Le Bye bye est une institution en humour au Québec. C’est excitant de savoir que plus de la moitié du Québec est devant son écran au même moment, même si c’est ce qui rend ça difficile! Aussi, ça vient avec un budget faramineux, donc on pourrait pousser des trucs super loin, tourner un sketch d’une minute en une journée et bien le faire avec une grosse équipe… Donc oui, définitivement, ce serait un beau projet. En ce moment, on fait un peu le travail du Bye bye, mais à chaque semaine.
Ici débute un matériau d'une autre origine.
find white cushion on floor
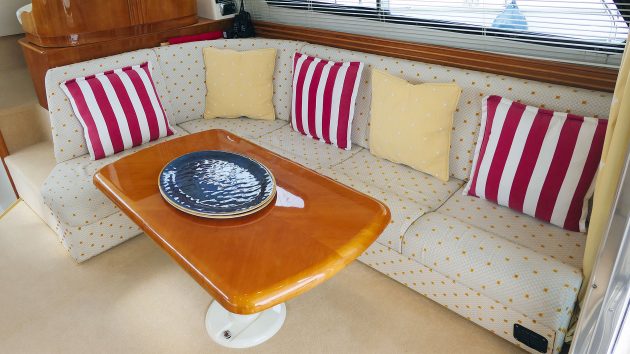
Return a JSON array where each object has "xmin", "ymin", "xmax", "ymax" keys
[{"xmin": 4, "ymin": 141, "xmax": 56, "ymax": 222}]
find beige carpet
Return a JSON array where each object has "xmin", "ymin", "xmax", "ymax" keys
[{"xmin": 0, "ymin": 202, "xmax": 524, "ymax": 354}]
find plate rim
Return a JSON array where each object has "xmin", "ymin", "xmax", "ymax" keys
[{"xmin": 158, "ymin": 150, "xmax": 276, "ymax": 218}]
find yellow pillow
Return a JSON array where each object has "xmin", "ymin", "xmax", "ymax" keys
[
  {"xmin": 203, "ymin": 47, "xmax": 276, "ymax": 120},
  {"xmin": 369, "ymin": 69, "xmax": 461, "ymax": 182}
]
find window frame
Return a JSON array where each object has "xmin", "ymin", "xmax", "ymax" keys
[{"xmin": 265, "ymin": 0, "xmax": 626, "ymax": 54}]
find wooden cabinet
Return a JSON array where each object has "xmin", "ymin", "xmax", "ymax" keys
[
  {"xmin": 17, "ymin": 0, "xmax": 234, "ymax": 108},
  {"xmin": 18, "ymin": 0, "xmax": 198, "ymax": 47}
]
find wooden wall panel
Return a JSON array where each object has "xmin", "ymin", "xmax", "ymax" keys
[{"xmin": 255, "ymin": 21, "xmax": 618, "ymax": 92}]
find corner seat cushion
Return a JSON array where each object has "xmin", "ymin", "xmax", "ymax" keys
[
  {"xmin": 439, "ymin": 187, "xmax": 585, "ymax": 269},
  {"xmin": 41, "ymin": 131, "xmax": 188, "ymax": 228},
  {"xmin": 402, "ymin": 212, "xmax": 582, "ymax": 333},
  {"xmin": 332, "ymin": 150, "xmax": 464, "ymax": 211},
  {"xmin": 153, "ymin": 38, "xmax": 306, "ymax": 123},
  {"xmin": 178, "ymin": 117, "xmax": 287, "ymax": 139},
  {"xmin": 322, "ymin": 168, "xmax": 428, "ymax": 252},
  {"xmin": 255, "ymin": 126, "xmax": 362, "ymax": 171}
]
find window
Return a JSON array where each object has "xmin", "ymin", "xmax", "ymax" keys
[{"xmin": 260, "ymin": 0, "xmax": 629, "ymax": 65}]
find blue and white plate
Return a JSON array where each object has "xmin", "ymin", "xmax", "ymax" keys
[{"xmin": 159, "ymin": 151, "xmax": 276, "ymax": 218}]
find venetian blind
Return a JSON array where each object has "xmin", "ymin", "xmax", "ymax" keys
[{"xmin": 248, "ymin": 0, "xmax": 629, "ymax": 67}]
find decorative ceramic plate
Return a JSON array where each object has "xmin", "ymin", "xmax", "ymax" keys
[{"xmin": 159, "ymin": 151, "xmax": 276, "ymax": 218}]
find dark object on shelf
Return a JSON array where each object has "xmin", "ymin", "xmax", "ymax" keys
[{"xmin": 226, "ymin": 0, "xmax": 256, "ymax": 38}]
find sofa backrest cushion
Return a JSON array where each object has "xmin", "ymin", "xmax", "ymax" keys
[
  {"xmin": 46, "ymin": 49, "xmax": 172, "ymax": 163},
  {"xmin": 300, "ymin": 44, "xmax": 613, "ymax": 181},
  {"xmin": 153, "ymin": 38, "xmax": 307, "ymax": 124}
]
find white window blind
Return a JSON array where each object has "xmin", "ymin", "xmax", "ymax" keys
[{"xmin": 248, "ymin": 0, "xmax": 629, "ymax": 67}]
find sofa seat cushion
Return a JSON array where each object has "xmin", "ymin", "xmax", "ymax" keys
[
  {"xmin": 440, "ymin": 187, "xmax": 585, "ymax": 269},
  {"xmin": 402, "ymin": 212, "xmax": 582, "ymax": 333},
  {"xmin": 255, "ymin": 126, "xmax": 362, "ymax": 170},
  {"xmin": 41, "ymin": 131, "xmax": 187, "ymax": 228},
  {"xmin": 332, "ymin": 150, "xmax": 464, "ymax": 211},
  {"xmin": 154, "ymin": 39, "xmax": 306, "ymax": 123},
  {"xmin": 322, "ymin": 168, "xmax": 428, "ymax": 252},
  {"xmin": 177, "ymin": 117, "xmax": 287, "ymax": 139}
]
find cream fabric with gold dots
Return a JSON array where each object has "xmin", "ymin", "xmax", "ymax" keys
[
  {"xmin": 178, "ymin": 117, "xmax": 287, "ymax": 139},
  {"xmin": 299, "ymin": 44, "xmax": 613, "ymax": 181},
  {"xmin": 360, "ymin": 242, "xmax": 561, "ymax": 354},
  {"xmin": 439, "ymin": 187, "xmax": 585, "ymax": 269},
  {"xmin": 41, "ymin": 131, "xmax": 187, "ymax": 233},
  {"xmin": 255, "ymin": 126, "xmax": 362, "ymax": 171},
  {"xmin": 45, "ymin": 207, "xmax": 142, "ymax": 263},
  {"xmin": 332, "ymin": 149, "xmax": 464, "ymax": 211},
  {"xmin": 402, "ymin": 213, "xmax": 581, "ymax": 341},
  {"xmin": 153, "ymin": 38, "xmax": 306, "ymax": 124},
  {"xmin": 321, "ymin": 167, "xmax": 428, "ymax": 252},
  {"xmin": 45, "ymin": 50, "xmax": 173, "ymax": 164}
]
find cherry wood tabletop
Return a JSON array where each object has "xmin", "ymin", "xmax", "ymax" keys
[{"xmin": 94, "ymin": 129, "xmax": 390, "ymax": 314}]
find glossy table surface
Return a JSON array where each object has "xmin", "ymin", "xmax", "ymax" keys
[{"xmin": 94, "ymin": 130, "xmax": 390, "ymax": 314}]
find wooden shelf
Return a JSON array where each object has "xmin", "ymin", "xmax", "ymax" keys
[{"xmin": 255, "ymin": 21, "xmax": 618, "ymax": 93}]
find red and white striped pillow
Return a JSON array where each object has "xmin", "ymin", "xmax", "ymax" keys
[
  {"xmin": 463, "ymin": 95, "xmax": 607, "ymax": 232},
  {"xmin": 291, "ymin": 53, "xmax": 364, "ymax": 150},
  {"xmin": 60, "ymin": 62, "xmax": 174, "ymax": 160}
]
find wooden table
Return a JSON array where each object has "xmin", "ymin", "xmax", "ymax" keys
[{"xmin": 93, "ymin": 129, "xmax": 390, "ymax": 348}]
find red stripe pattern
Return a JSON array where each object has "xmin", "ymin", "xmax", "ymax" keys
[
  {"xmin": 291, "ymin": 53, "xmax": 364, "ymax": 150},
  {"xmin": 60, "ymin": 62, "xmax": 174, "ymax": 160},
  {"xmin": 463, "ymin": 95, "xmax": 607, "ymax": 232}
]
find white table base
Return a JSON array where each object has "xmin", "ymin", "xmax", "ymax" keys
[{"xmin": 205, "ymin": 301, "xmax": 286, "ymax": 348}]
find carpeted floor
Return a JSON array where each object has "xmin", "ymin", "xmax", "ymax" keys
[{"xmin": 0, "ymin": 202, "xmax": 524, "ymax": 354}]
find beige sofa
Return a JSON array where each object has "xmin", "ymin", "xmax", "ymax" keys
[{"xmin": 5, "ymin": 38, "xmax": 613, "ymax": 353}]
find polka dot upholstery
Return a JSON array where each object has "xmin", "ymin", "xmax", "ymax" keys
[
  {"xmin": 332, "ymin": 149, "xmax": 464, "ymax": 210},
  {"xmin": 42, "ymin": 131, "xmax": 187, "ymax": 233},
  {"xmin": 439, "ymin": 187, "xmax": 585, "ymax": 269},
  {"xmin": 359, "ymin": 242, "xmax": 561, "ymax": 354},
  {"xmin": 39, "ymin": 38, "xmax": 610, "ymax": 352},
  {"xmin": 178, "ymin": 117, "xmax": 288, "ymax": 139},
  {"xmin": 153, "ymin": 39, "xmax": 306, "ymax": 124},
  {"xmin": 45, "ymin": 50, "xmax": 173, "ymax": 164},
  {"xmin": 299, "ymin": 44, "xmax": 613, "ymax": 181},
  {"xmin": 255, "ymin": 126, "xmax": 362, "ymax": 171},
  {"xmin": 402, "ymin": 213, "xmax": 581, "ymax": 349},
  {"xmin": 321, "ymin": 167, "xmax": 428, "ymax": 252},
  {"xmin": 45, "ymin": 206, "xmax": 142, "ymax": 263}
]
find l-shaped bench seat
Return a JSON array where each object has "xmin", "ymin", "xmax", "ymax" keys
[{"xmin": 5, "ymin": 38, "xmax": 612, "ymax": 353}]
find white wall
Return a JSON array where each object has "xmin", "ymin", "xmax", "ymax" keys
[{"xmin": 0, "ymin": 0, "xmax": 30, "ymax": 37}]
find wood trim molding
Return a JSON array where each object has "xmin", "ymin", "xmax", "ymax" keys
[
  {"xmin": 0, "ymin": 130, "xmax": 18, "ymax": 199},
  {"xmin": 255, "ymin": 21, "xmax": 618, "ymax": 92}
]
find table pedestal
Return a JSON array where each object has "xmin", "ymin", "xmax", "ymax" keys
[{"xmin": 205, "ymin": 301, "xmax": 286, "ymax": 348}]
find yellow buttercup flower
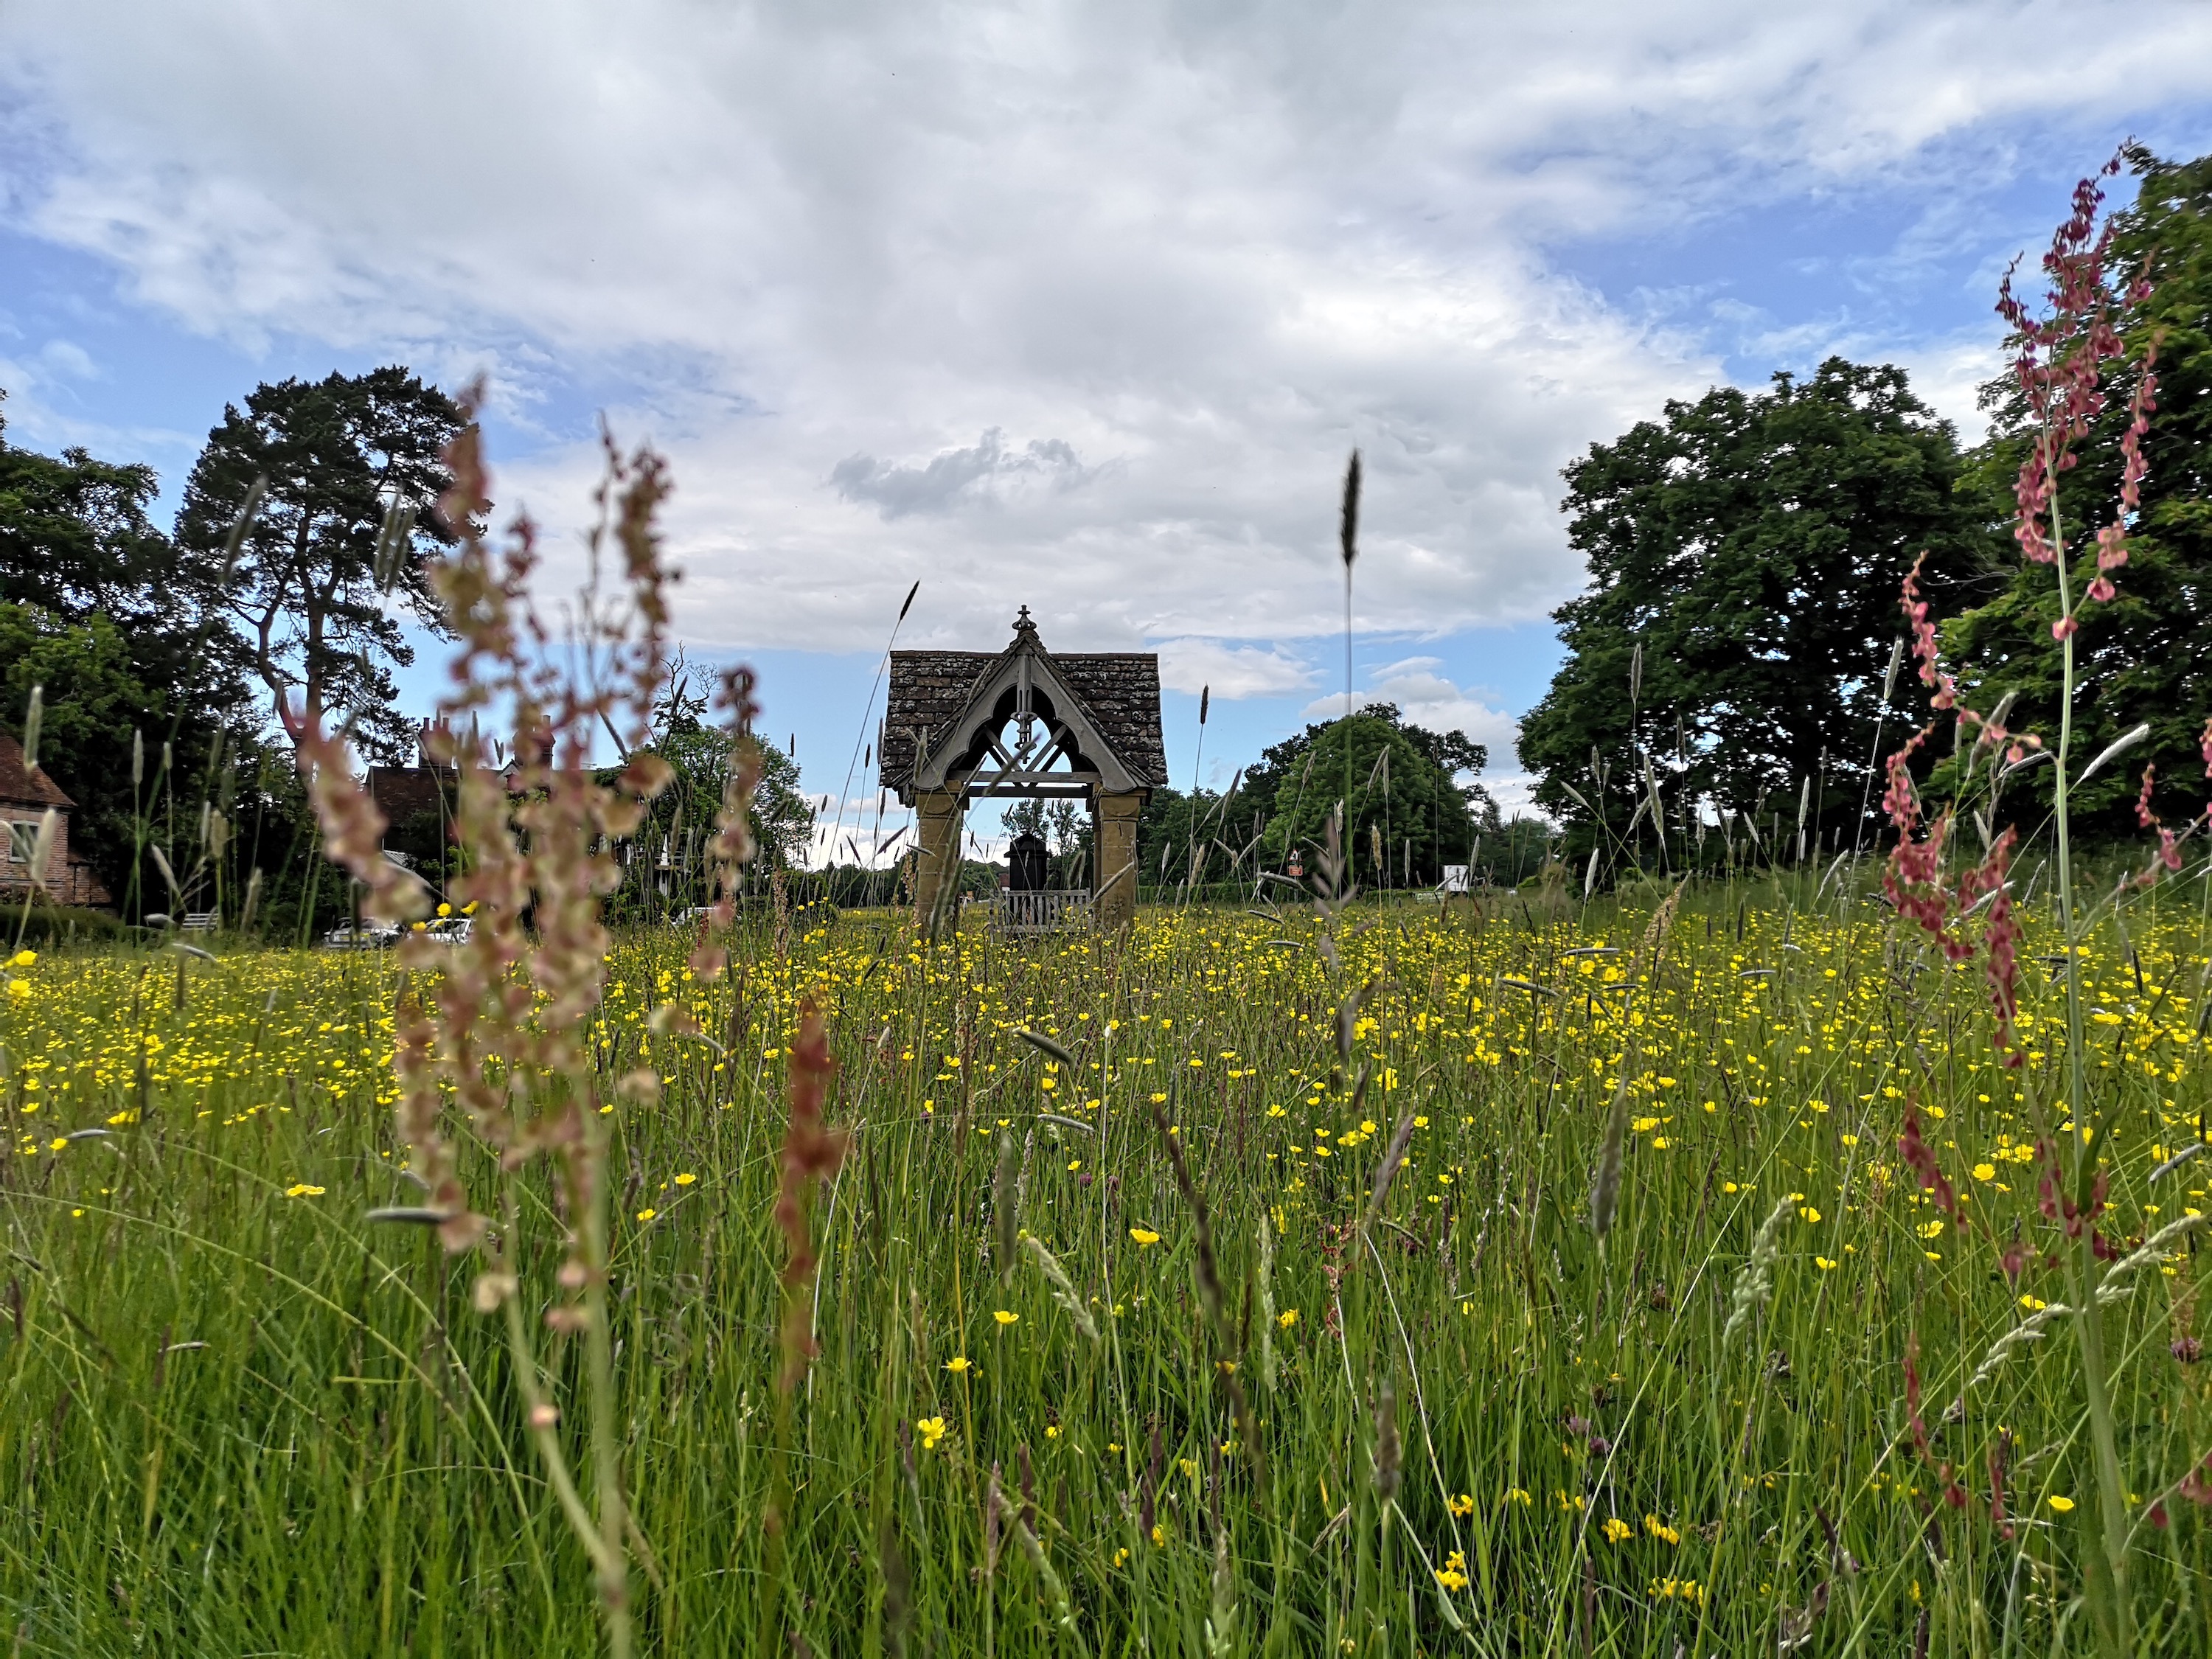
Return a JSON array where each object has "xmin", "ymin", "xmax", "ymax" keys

Tu te démarques en faisant de l’humour à la fois très niaiseux et très intelligent. Un bon exemple est ton déguisement d’infirmier sexy à Club Soly. Tout en ayant l’air complètement ridicule, tu déplores les conditions de travail des infirmières et critiques les costumes d’Halloween sexistes. Fais-tu ça consciemment?

J’essaie, j’essaie. Ce n’est pas réfléchi à chaque seconde dans la création, mais je trouve très satisfaisante l’idée de passer un message ou d’avoir une approche critique sur un phénomène et de le faire de manière complètement décomplexée, absurde et ludique. Ça me parle. Des émissions comme South Park le font très bien. Il y a toujours un niveau extrêmement engagé et un niveau super immature. J’adore cet équilibre entre le cave et le réfléchi.

J’ai grandi avec Bruno Blanchet, Marc Labrèche, La fin du monde est à sept heures, ça m’a beaucoup formé dans mon humour. Les Bleu Poudre sont des incontournables aussi, ils avaient un petit côté très engagé et très con.

Arnaud Soly, à propos de ses influences
Ton automne a été très occupé. Comment entrevois-tu la suite des choses?

Tu me demandes ça aujourd’hui, et j’ai juste hâte à Noël pour ne rien faire! Club Soly a été un marathon, comme on écrit à la semaine et qu’on est juste deux auteurs [NDLR: lui et Julien Corriveau]. Donc, en ce moment, mes prochains projets sont de faire un casse-tête, jouer avec ma fille, aller me promener, écouter des films, lire, me ressourcer… Après, on verra. J’ai déjà quelques idées de stand-up qui s’accumulent. Éventuellement, je vais retourner dans les comedy clubs essayer de nouveaux trucs. Peut-être une saison 2 de Club Soly, je le souhaite.


Arnaud Soly présentera Stand Up le 17 décembre et le 3 mars au Théâtre Saint-Denis et en tournée partout au Québec.

Le dernier épisode de Club Soly sera diffusé lundi à 19h30 à Noovo.